Closed AAvalos82 closed 5 years ago
What are "monomorphic heterozygotes"? Are you saying one REF and one ALT in a genotype? In SNPRelate, monomorphic SNPs refer to the SNPs with MAF=0.
Pardon the confusion, I just realized the oxymoron in "monomorphic heterozygote".
I see now what the issue is. As defined, snpgdsLDpruning() will observe MAF=0, excluding SNPs that have a genotype call of "0" or "2" across the entire sample set. However I have instances where the SNP is heterozygote across all the samples. Thus the site is polymorphic with a MAF=0.5, but the genotype is homogeneous across the entire set, and thus non-informative.
I retract the issue as these instances fall outside the scope of snpgdsLDpruning() utility, and will just have to be mindful that this is an exemption when using the tool.
Use SeqArray::seqSNP2GDS
to convert your SNPRelate dataset
require(SeqArray)
# x is your new converted seqarray dataset
variants <- SeqArray::seqGetData(gdsfile = x, var.name = "variant.id")
mono <- SeqArray::seqBlockApply(
gdsfile = x,
var.name = "$dosage",
FUN = function(x) apply(
X = x, MARGIN = 2 ,
FUN = function(x) length(unique(x[!is.na(x)])) == 1
),
margin = "by.variant",
as.is = "unlist",
parallel = 2,
.progress = FALSE)
variants.mono <- variants[mono]
Why not use seqApply()
:
library(SeqArray)
x <- seqOpen(seqExampleFileName("gds"))
variants <- seqGetData(gdsfile = x, var.name = "variant.id")
mono <- seqApply(x, "$dosage", function(g) all(g==1L, na.rm=T), parallel=2)
variants.mono <- variants[mono]
even better ! thanks
When I run the function above with SeqArray I receive this error.
Error in .DynamicClusterCall(cl, length(cl), .fun = function(.proc_idx, :
One of the nodes produced an error: Can not open file.
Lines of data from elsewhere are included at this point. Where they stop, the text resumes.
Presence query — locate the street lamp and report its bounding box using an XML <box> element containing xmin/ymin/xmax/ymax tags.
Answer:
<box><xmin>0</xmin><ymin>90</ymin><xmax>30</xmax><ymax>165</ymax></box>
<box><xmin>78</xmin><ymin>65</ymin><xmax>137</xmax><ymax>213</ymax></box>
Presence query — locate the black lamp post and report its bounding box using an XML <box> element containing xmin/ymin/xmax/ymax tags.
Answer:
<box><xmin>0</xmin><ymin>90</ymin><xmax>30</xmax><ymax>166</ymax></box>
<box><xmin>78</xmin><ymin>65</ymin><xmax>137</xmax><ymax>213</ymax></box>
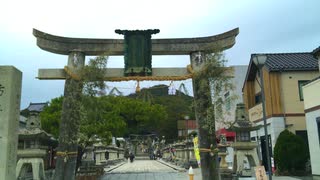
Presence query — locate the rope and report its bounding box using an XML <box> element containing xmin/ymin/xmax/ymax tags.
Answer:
<box><xmin>199</xmin><ymin>144</ymin><xmax>219</xmax><ymax>154</ymax></box>
<box><xmin>64</xmin><ymin>65</ymin><xmax>194</xmax><ymax>82</ymax></box>
<box><xmin>64</xmin><ymin>66</ymin><xmax>80</xmax><ymax>80</ymax></box>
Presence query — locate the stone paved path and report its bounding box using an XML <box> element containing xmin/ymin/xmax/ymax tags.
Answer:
<box><xmin>101</xmin><ymin>160</ymin><xmax>198</xmax><ymax>180</ymax></box>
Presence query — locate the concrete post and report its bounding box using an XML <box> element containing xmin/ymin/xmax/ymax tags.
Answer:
<box><xmin>0</xmin><ymin>66</ymin><xmax>22</xmax><ymax>179</ymax></box>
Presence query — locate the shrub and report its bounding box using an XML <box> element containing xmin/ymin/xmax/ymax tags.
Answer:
<box><xmin>274</xmin><ymin>129</ymin><xmax>309</xmax><ymax>175</ymax></box>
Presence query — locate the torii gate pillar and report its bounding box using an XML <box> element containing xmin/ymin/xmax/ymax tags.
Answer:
<box><xmin>33</xmin><ymin>28</ymin><xmax>239</xmax><ymax>180</ymax></box>
<box><xmin>54</xmin><ymin>51</ymin><xmax>85</xmax><ymax>180</ymax></box>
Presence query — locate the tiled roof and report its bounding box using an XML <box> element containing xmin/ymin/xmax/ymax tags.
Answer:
<box><xmin>312</xmin><ymin>46</ymin><xmax>320</xmax><ymax>55</ymax></box>
<box><xmin>256</xmin><ymin>52</ymin><xmax>319</xmax><ymax>71</ymax></box>
<box><xmin>27</xmin><ymin>103</ymin><xmax>48</xmax><ymax>112</ymax></box>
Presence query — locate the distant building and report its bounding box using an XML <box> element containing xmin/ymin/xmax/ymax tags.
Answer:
<box><xmin>303</xmin><ymin>47</ymin><xmax>320</xmax><ymax>176</ymax></box>
<box><xmin>215</xmin><ymin>65</ymin><xmax>248</xmax><ymax>130</ymax></box>
<box><xmin>242</xmin><ymin>52</ymin><xmax>319</xmax><ymax>168</ymax></box>
<box><xmin>177</xmin><ymin>120</ymin><xmax>198</xmax><ymax>138</ymax></box>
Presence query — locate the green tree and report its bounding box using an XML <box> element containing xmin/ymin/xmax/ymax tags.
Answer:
<box><xmin>40</xmin><ymin>96</ymin><xmax>168</xmax><ymax>143</ymax></box>
<box><xmin>274</xmin><ymin>129</ymin><xmax>309</xmax><ymax>175</ymax></box>
<box><xmin>40</xmin><ymin>96</ymin><xmax>63</xmax><ymax>138</ymax></box>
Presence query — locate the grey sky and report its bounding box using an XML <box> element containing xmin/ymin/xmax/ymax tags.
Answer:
<box><xmin>0</xmin><ymin>0</ymin><xmax>320</xmax><ymax>108</ymax></box>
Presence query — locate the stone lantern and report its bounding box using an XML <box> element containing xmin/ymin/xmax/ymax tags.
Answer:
<box><xmin>16</xmin><ymin>108</ymin><xmax>58</xmax><ymax>179</ymax></box>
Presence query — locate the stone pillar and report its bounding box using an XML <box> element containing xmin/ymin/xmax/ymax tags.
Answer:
<box><xmin>0</xmin><ymin>66</ymin><xmax>22</xmax><ymax>179</ymax></box>
<box><xmin>55</xmin><ymin>51</ymin><xmax>85</xmax><ymax>180</ymax></box>
<box><xmin>190</xmin><ymin>52</ymin><xmax>219</xmax><ymax>180</ymax></box>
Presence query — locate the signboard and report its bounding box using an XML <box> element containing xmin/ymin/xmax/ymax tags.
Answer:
<box><xmin>193</xmin><ymin>137</ymin><xmax>200</xmax><ymax>167</ymax></box>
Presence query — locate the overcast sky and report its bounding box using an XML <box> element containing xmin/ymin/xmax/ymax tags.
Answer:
<box><xmin>0</xmin><ymin>0</ymin><xmax>320</xmax><ymax>108</ymax></box>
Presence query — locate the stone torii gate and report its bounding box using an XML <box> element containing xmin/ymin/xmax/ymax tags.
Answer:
<box><xmin>33</xmin><ymin>28</ymin><xmax>239</xmax><ymax>180</ymax></box>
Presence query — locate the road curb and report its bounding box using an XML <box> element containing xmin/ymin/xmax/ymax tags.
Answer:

The process cannot access the file because it is being used by another process.
I don't receive this error if I use parallel = 1 I am using a Windows 10 PC, with R 3.5.1 in Rstudio 1.1.447
Noticed this issue downstream of a GWAS analysis using the GENESIS package, but the remove.monosnp option of snpgdsLDpruning() seems to be ignoring heterozygote calls. Post LD prunning I am not encountering any monomorphic SNPS that are homozygote REF or ALT alleles but still ~500 monomorphic heterozygotes remain.